Saturday, October 11, 2008


This quote is by Frank Vincent Dumond, who taught painting at the Art Students League in New York for nearly 60 years, and it should be the motto of every realist painter who paints from life.  He taught my teacher, Frank Mason, how to mass, and Frank Mason taught me.  I now teach it to my students.  Massing is the underlying structure that every good painting should have to make it read as an illusion of light, form, and depth.  Massing is learning to simplify and let go of the outline, and instead, think in terms of bulk, weight and advancing or receding in space.  

I have this quote taped to the top of my easel as a reminder.  Every painting is problem solving, and learning to solve your masses is key.

Friday, October 10, 2008

Priming Linen

We paint on various surfaces:  canvas, panel and paper.  Here are a couple of shots of Jack priming the linen.  He usually does this in the summer and in the driveway.  The linen is tacked to a large board.  Later, when this is dry, he stores it to let it cure.  Then, he can cut it (or keep it large for a big painting) for various size canvases.  


Although most of the students in my workshop were working in oils, Priscilla chose to work with pastel pencils.  The principles are the same.  Mass your shadows, mass your lights relative to your shadows, and you will create an illusion of light every time.  Pastel pencils are a great medium.  They are forgiving and can be erased.  They are easy to store, and the clean up is a snap.  It is a great alternative for moms with little kids and limited time for painting.

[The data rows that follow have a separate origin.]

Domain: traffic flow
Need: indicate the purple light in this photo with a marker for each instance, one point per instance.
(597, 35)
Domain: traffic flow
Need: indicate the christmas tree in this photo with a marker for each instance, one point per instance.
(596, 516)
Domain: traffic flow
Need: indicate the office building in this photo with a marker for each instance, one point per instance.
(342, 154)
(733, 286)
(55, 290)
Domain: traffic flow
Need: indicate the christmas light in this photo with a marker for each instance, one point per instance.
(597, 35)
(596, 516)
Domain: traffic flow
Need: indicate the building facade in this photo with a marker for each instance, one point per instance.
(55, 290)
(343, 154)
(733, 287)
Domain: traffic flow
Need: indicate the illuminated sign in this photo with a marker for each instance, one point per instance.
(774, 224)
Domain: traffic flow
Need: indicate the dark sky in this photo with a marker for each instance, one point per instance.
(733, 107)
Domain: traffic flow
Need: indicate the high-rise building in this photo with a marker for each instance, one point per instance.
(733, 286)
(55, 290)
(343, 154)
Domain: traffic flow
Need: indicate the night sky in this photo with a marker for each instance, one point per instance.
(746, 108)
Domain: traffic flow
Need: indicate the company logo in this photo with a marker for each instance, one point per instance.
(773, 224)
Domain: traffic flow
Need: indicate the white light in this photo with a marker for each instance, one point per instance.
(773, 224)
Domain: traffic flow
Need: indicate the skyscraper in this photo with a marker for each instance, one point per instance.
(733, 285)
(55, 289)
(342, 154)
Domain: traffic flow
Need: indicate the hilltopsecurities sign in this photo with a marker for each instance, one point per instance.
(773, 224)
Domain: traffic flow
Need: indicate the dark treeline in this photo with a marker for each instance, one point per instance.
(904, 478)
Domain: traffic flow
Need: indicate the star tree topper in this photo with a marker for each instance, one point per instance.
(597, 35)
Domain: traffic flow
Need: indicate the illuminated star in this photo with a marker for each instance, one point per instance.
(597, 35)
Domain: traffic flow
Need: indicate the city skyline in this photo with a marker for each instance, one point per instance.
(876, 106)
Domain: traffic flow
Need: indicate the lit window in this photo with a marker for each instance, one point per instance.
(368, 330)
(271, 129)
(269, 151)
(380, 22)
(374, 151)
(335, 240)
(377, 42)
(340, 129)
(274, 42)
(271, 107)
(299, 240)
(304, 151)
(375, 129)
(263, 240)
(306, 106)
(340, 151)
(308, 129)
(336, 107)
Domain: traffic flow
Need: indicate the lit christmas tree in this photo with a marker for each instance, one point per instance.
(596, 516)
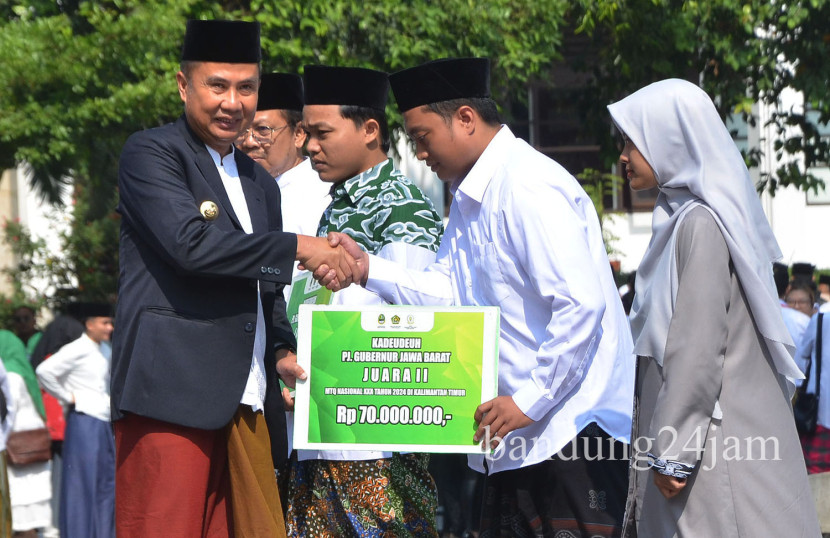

Thursday, October 09, 2008


My first weekend workshop was an intensive that touched on:  still life, landscape (plein air) and portrait.  All of the disciplines are connected.  They all feature problem solving with light, form, depth and movement, and one discipline helps the other.  The portrait segment was on the last day, and we had a spectacular model.  In this photo, she is taking a break, but you can see the skull and the "planes" head that I always use to help students analyze the form and structure on the model.   Future workshops, as well as weekly classes and "Open" sessions (no instruction) will focus on portrait/figure painting.

First Workshop

This past weekend, I taught my first workshop in the studio.  I limit my classes to 8 students, and I had 7 in this class.  We all fit in pretty well.  Six still lifes were set up around the room, so the students are facing in various directions.  Squinting is a big part of learning to simplify and mass.  The student on the left is squinting and using her brush to measure.  A workshop format is very intense, and we are using comparative relationships to gage space and value.  All painting is from life and done in alla prima, or one shot.  So, we are drawing and painting simultaneously.

Using Both Tables at Once

In this photo, I am painting 2 still life paintings.  You can see both set-ups.  The still life table with the brass and flowers has had the backdrop removed, so that I am using just the wall color for my background. 
Everything in the studio is movable.  Different configurations can be quickly arranged to best suit my needs, or get the desired light effect.  In this photos, you can see 2 still life tables.  The one with the cast also serves as a storage unit for new canvases or panels.  The top is painted in a faux marble, and the whole thing is on casters so it can be moved around the room.  The other table is his new invention.  I can change the height of my still life by moving the table to a different position on the black blocks, which you can see under the table.  This is very handy because I am a foot shorter than Jack!  Along the sides of the table, and behind my set up, are 2 slots in which different colored backdrops can be placed.  Again, the whole thing is on casters.

Studio Interior

Here I am in the studio.  Behind me, you can see the model stand, an adjustable still life table that Jack made and a large canvas on Jack's easel.  He plans on painting a large landscape, over the winter, from one of his smaller plein air studies (and drawings) that he did this summer.

Studio Sign

The sign went up over the front door.  2009 marks our 30th year in Vermont.  
Over the last 6 months, we have been building a studio.  The skylights face north, so the light is cool and consistent.  It measures 24'x28', and it is large enough so I can teach.  Prior to this, most of my teaching was done out of state and in the form of "workshops".  Now, with the studio, I can set up a weekly schedule, as well as workshops for serious students who want to learn to paint in a realistic manner from life.